What's in a name?
Gratin Dauphinois, Pommes Anna, Au Gratin Potatoes, Scalloped Potatoes Au Gratin, and Scalloped Potatoes are all variations of basically the same thing; they're names of preparations for sliced potatoes baked in butter or cream, with or without cheese, garlic, herbs, and/or breadcrumbs. Although there are classic methods for each variation, the possibilities and combinations are endless.
I'm not much of a rule follower.
For a recent laid-back weeknight supper, I took a much simpler approach.
Sweet potatoes are...well...naturally sweet. While I adore the marshmallow-topped brown sugared sweet potato casseroles that dot our holiday tables, I tend to lean toward a more savory bent when preparing them at home. Balance.
Scalloped Sweet Potatoes, with a twist.
After drizzling a cup of heavy cream over the potatoes, I tapped the pan to evenly distribute the cream, covered it with foil, and slid it into a 350 oven to bake for 1 1/2 hours.

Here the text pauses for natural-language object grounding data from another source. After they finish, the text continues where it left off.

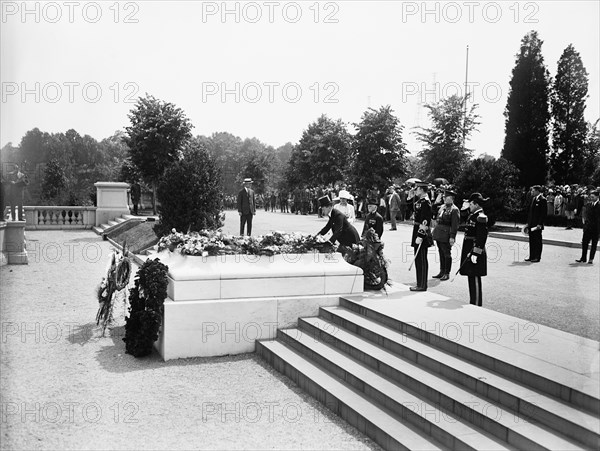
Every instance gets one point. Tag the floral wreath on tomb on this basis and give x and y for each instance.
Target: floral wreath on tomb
(116, 280)
(208, 243)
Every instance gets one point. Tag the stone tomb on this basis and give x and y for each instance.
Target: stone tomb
(222, 305)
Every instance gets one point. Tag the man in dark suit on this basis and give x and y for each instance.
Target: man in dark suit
(538, 209)
(421, 237)
(342, 230)
(246, 206)
(473, 255)
(591, 228)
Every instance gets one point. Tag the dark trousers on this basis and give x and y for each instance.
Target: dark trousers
(475, 290)
(402, 212)
(246, 219)
(535, 245)
(422, 266)
(444, 250)
(589, 235)
(16, 202)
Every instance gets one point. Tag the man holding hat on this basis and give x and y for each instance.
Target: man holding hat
(473, 257)
(373, 220)
(535, 223)
(421, 237)
(342, 230)
(444, 233)
(246, 206)
(591, 228)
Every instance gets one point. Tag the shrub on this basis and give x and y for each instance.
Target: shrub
(146, 308)
(494, 179)
(190, 193)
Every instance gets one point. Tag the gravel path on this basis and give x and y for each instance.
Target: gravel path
(557, 292)
(63, 386)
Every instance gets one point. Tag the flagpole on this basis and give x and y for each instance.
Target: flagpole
(465, 100)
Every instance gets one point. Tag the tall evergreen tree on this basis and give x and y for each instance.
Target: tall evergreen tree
(444, 152)
(379, 155)
(527, 114)
(569, 126)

While the scalloped potatoes bubbled away, I soaked 1/3 cup of the dried sour cherries in equal portions of brandy and apple cider vinegar.
After an hour, I uncovered the potatoes for the remaining 30 minutes to brown the top. I drained the plumped sour cherries and used 3 tablespoons of the infused brandied vinegar to make a very basic vinaigrette ( 3 tablespoons vinegar, 1/4 cup olive oil, salt, and pepper).
I pulled the gurgling scalloped potatoes from the oven to rest and tossed baby arugula in the sour cherry brandied vinaigrette with orange zest, slivered tomatoes, and the re-hydrated cherries.
Soft and creamy, the potato layers seemed to melt and fuse together in the buttery cream. While the bronzed parmigiano cheese crust provided slight salty nuttiness, the hidden cherries cut through the richness, adding tangy tart bites with contrasting textures.